The challenge for fundraising is that, in general, there is nothing of great benefit for the donor except the “warm fuzzies” generated by giving. Thus the “sales pitch” is always difficult because although it is emotional (and using emotion is always the best way to “sell the deal”) there is also the counter feeling of: “Can I afford to do this?” and “Do I really care about this issue enough to give away my hard-earned money?” Thus the decision-making process is always a battle between an emotional (right-sided brain) response and a logical (left-sided brain) response. Consequently, there is doubt, indecision and delay in making a decision and, as anyone in sales will tell you, delay or indecision is most likely to result in a “no sale”.

For these reasons, it is generally hard to present a compelling argument for people to donate.
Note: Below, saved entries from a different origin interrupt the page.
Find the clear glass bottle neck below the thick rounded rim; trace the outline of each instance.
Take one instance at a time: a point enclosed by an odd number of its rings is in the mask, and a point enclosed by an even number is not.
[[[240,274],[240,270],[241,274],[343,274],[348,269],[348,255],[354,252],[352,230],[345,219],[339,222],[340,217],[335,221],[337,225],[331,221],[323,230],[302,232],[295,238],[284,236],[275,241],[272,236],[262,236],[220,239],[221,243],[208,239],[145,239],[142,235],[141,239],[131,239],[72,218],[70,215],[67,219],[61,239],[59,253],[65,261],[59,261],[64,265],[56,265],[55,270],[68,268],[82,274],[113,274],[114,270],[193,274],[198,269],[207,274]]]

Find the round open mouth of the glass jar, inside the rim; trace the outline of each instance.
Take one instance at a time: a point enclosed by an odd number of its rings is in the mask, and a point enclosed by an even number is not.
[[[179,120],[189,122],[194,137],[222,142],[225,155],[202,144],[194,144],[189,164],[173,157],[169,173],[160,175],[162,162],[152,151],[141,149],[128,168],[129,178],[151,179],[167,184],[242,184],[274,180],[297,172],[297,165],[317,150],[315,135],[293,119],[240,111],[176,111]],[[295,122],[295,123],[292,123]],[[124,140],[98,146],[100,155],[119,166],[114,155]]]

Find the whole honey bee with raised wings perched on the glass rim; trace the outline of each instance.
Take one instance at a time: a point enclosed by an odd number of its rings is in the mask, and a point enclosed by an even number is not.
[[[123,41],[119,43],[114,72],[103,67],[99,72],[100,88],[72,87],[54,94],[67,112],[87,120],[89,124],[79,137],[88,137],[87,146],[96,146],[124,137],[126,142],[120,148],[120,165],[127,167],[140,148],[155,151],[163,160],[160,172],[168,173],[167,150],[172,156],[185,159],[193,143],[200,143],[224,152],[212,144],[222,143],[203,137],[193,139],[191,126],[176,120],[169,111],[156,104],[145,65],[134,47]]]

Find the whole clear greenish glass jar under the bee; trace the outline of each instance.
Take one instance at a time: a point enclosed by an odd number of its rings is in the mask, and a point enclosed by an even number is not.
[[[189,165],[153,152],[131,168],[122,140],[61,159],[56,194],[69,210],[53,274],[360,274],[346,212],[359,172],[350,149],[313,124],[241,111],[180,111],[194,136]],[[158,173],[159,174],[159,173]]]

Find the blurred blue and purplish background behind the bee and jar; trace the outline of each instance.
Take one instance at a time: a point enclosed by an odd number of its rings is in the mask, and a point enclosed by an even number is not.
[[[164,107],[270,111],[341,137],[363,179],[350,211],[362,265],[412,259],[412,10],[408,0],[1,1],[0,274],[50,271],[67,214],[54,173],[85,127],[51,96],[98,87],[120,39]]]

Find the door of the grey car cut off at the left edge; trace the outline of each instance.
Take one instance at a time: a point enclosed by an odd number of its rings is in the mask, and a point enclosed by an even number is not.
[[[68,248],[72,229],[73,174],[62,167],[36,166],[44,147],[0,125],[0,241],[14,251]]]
An alternative method of fundraising is to get sponsors (generally corporate) to donate very large amounts of money and then give the appropriate corporation or person naming rights or provide a very public “Thank you”. However, it is always a challenge to convince a sponsor to pay money, and even more of a challenge to have them continue to make regular donations. If you think carefully about this, one of the concerns with this type of donation is whether the donors get “value” for their money. After considering this for many years, it seems that usually the value is low and generally there is a poor return on investment. If you analyse it;

  • Does the community really care who a major sponsor of a charity group is?
  • Do people buy more products or services because a company or person sponsored a particular charity group?
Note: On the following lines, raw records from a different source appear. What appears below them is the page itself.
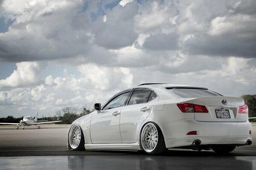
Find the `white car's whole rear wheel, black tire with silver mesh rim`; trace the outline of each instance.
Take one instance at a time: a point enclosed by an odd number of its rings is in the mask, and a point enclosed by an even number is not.
[[[144,125],[140,134],[140,144],[145,153],[153,155],[166,151],[163,133],[154,122]]]

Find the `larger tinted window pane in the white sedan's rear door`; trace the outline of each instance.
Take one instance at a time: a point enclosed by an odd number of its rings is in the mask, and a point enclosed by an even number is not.
[[[136,105],[148,102],[151,91],[134,91],[128,105]]]

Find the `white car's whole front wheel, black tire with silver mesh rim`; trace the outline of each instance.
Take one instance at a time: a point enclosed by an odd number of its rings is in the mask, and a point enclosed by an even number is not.
[[[68,133],[68,149],[85,150],[84,149],[84,134],[79,125],[70,127]]]

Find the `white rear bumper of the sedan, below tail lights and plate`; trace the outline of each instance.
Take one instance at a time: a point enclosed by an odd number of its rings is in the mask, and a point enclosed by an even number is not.
[[[247,122],[198,122],[195,119],[184,119],[159,125],[167,148],[194,146],[195,140],[200,145],[232,144],[246,145],[251,140],[252,129]],[[186,135],[196,131],[197,135]]]

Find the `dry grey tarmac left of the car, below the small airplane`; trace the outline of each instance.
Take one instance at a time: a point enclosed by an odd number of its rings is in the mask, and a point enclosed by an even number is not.
[[[64,150],[70,125],[41,125],[16,129],[0,127],[0,150]]]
In the majority of cases, inevitably the answers are NO. Thus the chances of a sponsor continuing to donate over the long term are much reduced.

The real problem

The reality is that, in most cases, fundraising is a “one-off” event. Even if the charity group’s “cause” is long-term (e.g. cancer prevention as opposed to flood relief), it still requires a constantly renewed “call to arms” by fundraisers to get people to continually donate. Thus the real problem is that fundraising models tend to be orientated around generating an “active” cash flow and thus requiring constant participation from all parties. Further, such methods make it hard to predict what the annual income will be from donations (because it depends a great deal on current circumstances) and consequently, planning and goal setting tends to be retrospective rather than prospective.

Of course, some leverage can be gained from the more modern approaches to fundraising. As an example, we have all had annoying “cold” phone calls from marketing people (who usually give the impression they have no desire to be involved but just doing it to make a dollar) requesting a donation for this or that charity (often on the pretext that the spouse donated previously – despite the fact that this usually never happened). The trouble with this approach is that it is an annoying form of marketing that, more often than not, discredits the charity group concerned and, just as importantly, costs a lot of money to run. Thus a large percentage of the money raised does not go to the charity group but rather to the third party who is running the fundraising scheme. It goes without saying that this generates considerable resistance and scepticism within the donating community.